WASHINGTON (CN) - The D.C. Circuit handed a partial reprieve to for-profit colleges and universities that banded together against rules targeting their allegedly fraudulent practices.

The Association of Private Sector Colleges and Universities sued the U.S. Education Department and Education Secretary Arne Duncan in 2010, challenging dramatic new limits on recruiter compensation and deceptive advertising.

Although for-profit institutions had long been required to satisfy several statutory requirements before they could accept federal financial aid funds for student tuition, the department deemed the existing rules too lax in 2009.

New rules introduced in October 2010 included a new restriction on what qualified as a state's legal authorization for a school. The department said such authorization was possible only if that state had a process to review and act on complaints concerning the institutions, and if the state has authorized the specific school by name.

The new rules also required schools offering distance or correspondence education, including online courses, to obtain authorization from all states in which its students reside and that require such authorization.

A subsequent amendment to the regulations eliminated regulatory "safe harbors" that allowed schools to give recruiters incentives for successfully enrolling students who need financial aid. The Education Department also amended the definition of "misleading" statements to include "any statement that has the likelihood or tendency to deceive or confuse."

The association's lawsuit challenged the validity of the regulations under the Administrative Procedure Act.

In July 2011, a federal judge handed each side a partial victory at summary judgment.

Siding with the department, U.S. District Judge Rosemary Collyer in Washington upheld the regulations concerning compensation and misrepresentation, and said the association lacked standing to challenge the school authorization regulation.

But Collyer also granted the association summary judgment on its challenge to the distance-learning rule.

After a painstaking review, a three-judge appellate took issue with some of Collyer's findings.

The 55-page decision identifies three areas in which the department's new regulations on deceptive advertising exceed the Higher Education Act's limits. The rules allow the education secretary to take enforcement actions against schools without procedural protections; they proscribe misrepresentations in areas not covered by the act; and they forbid statements that are merely confusing, according to the D.C. Circuit.

From there, the decision follows a kind of win-some, lose-some pattern, laying the foundation for remand.

The court said Collyer properly upheld the new compensation regulations under the Higher Education Act, mostly rejecting the association's claim that the regulations were not based on reasoned decision-making.

But the appellate panel did reject two aspects of the compensation regulations on the basis of inadequate explanations.

Though the judges largely upheld the new state-authorization regulations, they found that the distance-education regulation was not a "logical outgrowth" of the department's proposed rules.

In its original complaint, the association had said it was effectively blindsided by the rule. The department countered that this simply was not true.

For the appeals judges, the argument rested on one word, "operate." Given its use in the proposed regulation, the association had no reason to expect its members would be the subject of a sweeping new authorization requirement, the ruling states.

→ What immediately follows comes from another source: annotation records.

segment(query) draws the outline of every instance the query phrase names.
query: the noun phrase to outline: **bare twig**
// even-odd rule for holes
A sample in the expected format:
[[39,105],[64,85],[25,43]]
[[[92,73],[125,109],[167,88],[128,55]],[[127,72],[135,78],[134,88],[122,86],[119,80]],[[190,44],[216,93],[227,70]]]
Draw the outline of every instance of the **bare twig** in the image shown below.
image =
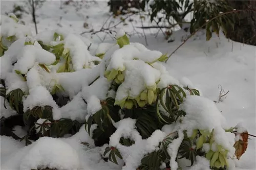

"The critical point is that 'operate' is, at best, an oblique - and hence, insufficient - indication that the Department was considering the distance education regulation," Senior Circuit Judge Harry Edwards wrote for the court.

The panel also rejected the department's contention that the regulation was valid because other parties had commented on it during the mandatory administrative comment period.

"At least some of the commenters that the Department cites merely requested clarification as to the Department's new language without offering evaluations of the final rule," Edwards wrote.

Since the association apparently never had a chance to explain its objections to such a rule, that portion of the regulation clearly violated the Administrative Procedure Act and could not stand, the panel found.

The decision orders Collyer to remand the challenged regulations to the department for reconsideration.